Sparsity Regularization for Learning Projections and Classification
Speaker: Yongxin (Taylor) Xi
Series: Final Public Orals
Location: Engineering Quadrangle B327
Date/Time: Monday, June 27, 2011, 11:00 a.m. - 1:00 p.m.
This thesis investigates sparsity inducing regularization in machine learning optimizations, mainly for projection learning and classification problems. We derive theoretical properties for a selection of such regularized optimization problems, and develop efficient algorithms to solve these problems. Theoretical and experimental comparisons show improvements of the regularized approaches over the original methods on model sparsity, classification accuracy and for some cases training speed.
The thesis progresses in an order from projection learning (Separable Principal Component Analysis, Projection learning using sparse regression) to classification problems (Sparsity regularized boosting, Regularized semi-supervised cluster kernel learning). Each chapter investigates a different problem and is generally independent from the others.
We begin with separable Principal Component Analysis (SPCA), a regularized alternative to standard PCA for image dimension reduction.

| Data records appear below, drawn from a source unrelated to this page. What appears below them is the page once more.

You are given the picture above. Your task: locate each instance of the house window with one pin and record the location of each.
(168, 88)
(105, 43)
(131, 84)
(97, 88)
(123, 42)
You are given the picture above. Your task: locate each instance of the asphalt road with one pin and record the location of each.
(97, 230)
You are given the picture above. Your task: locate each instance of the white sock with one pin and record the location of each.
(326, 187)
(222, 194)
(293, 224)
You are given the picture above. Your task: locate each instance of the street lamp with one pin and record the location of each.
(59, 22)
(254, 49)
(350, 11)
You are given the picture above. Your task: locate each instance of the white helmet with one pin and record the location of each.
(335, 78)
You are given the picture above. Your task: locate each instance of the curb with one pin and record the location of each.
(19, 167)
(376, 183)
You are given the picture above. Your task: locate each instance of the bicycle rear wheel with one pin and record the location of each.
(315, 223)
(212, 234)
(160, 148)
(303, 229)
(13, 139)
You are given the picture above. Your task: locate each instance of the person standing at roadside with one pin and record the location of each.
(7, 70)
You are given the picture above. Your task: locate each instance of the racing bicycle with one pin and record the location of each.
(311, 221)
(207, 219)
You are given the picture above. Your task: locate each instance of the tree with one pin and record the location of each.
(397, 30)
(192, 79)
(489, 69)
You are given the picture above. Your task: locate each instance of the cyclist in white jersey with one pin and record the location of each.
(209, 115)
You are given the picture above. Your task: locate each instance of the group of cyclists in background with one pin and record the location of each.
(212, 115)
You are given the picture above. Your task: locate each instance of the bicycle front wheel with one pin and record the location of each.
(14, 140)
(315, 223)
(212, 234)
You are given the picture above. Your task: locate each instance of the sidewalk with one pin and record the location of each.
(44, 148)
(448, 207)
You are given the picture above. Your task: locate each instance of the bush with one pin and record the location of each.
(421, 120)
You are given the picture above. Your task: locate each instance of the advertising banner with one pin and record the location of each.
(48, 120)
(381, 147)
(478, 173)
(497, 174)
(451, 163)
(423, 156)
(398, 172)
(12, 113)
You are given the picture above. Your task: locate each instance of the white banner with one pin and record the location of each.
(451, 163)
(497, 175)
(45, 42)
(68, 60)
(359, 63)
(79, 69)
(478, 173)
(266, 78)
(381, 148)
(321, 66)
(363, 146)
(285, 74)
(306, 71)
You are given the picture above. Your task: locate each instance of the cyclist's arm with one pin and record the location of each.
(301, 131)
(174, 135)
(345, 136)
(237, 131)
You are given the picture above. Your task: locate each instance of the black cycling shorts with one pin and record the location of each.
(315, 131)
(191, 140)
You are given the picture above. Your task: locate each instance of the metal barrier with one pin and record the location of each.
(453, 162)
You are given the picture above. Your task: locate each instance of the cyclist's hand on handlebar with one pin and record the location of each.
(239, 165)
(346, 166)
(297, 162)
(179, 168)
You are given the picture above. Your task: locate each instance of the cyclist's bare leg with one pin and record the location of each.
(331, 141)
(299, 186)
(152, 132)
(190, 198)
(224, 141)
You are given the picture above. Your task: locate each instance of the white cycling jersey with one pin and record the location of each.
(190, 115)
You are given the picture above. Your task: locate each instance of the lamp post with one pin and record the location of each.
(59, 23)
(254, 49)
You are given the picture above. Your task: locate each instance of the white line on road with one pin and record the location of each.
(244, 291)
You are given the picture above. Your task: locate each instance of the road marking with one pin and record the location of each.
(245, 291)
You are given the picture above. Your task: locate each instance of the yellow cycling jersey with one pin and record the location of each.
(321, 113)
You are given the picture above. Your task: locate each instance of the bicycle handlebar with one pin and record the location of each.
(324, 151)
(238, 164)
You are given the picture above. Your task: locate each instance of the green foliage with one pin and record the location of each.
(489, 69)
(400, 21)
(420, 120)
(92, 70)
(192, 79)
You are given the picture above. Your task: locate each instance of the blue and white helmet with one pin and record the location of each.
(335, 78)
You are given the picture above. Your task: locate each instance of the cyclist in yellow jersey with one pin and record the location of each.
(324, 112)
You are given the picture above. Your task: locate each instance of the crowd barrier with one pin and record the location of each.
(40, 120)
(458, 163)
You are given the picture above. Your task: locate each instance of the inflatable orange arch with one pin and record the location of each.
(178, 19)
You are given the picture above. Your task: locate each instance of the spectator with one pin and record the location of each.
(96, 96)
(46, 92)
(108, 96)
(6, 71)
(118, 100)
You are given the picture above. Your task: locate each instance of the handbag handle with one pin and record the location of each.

This has the same objective as PCA but with additional constraints to ensure a separable basis. When used with a data base of two or three dimensional images, the proposed
SPCA trains faster than PCA and is more resistant to overfitting than PCA.
Then we investigate a sparse regression framework, where the sparsity constraint is added to select only a few regressors for the linear regression problem. We successfully combine the virtues of Sparse Regression and projection methods such as PCA and FDA to construct a discriminative projection that achieves better classification accuracies then using these projections directly.
Boosting algorithms with l1 regularization are of interest because l1 regularization leads to sparser composite classifiers and results in a margin maximizing classifier in the limit. By deriving an explicit convergence bound, we reveal the relationship between the regularization parameter and the margin achieved. As known algorithms are computationally expensive, we introduce a new hybrid algorithm AdaBoost+L1 that provably converges to the margin maximizing solution.
Finally we present the work on the Semi-supervised Clustering problem, where a few pairwise constraints are given as prior knowledge to guide the cluster formation. Our contribution is a kernel learning framework that incorporates an explicit constraint propagation mechanism. We call the framework Regularized Cluster Kernel Learning with Low Rank Propagation (CKLRP). After emphasizing the importance of constraint propagation, we show theoretically and empirically that CKLRP learns a low rank kernel that is effectively propagated.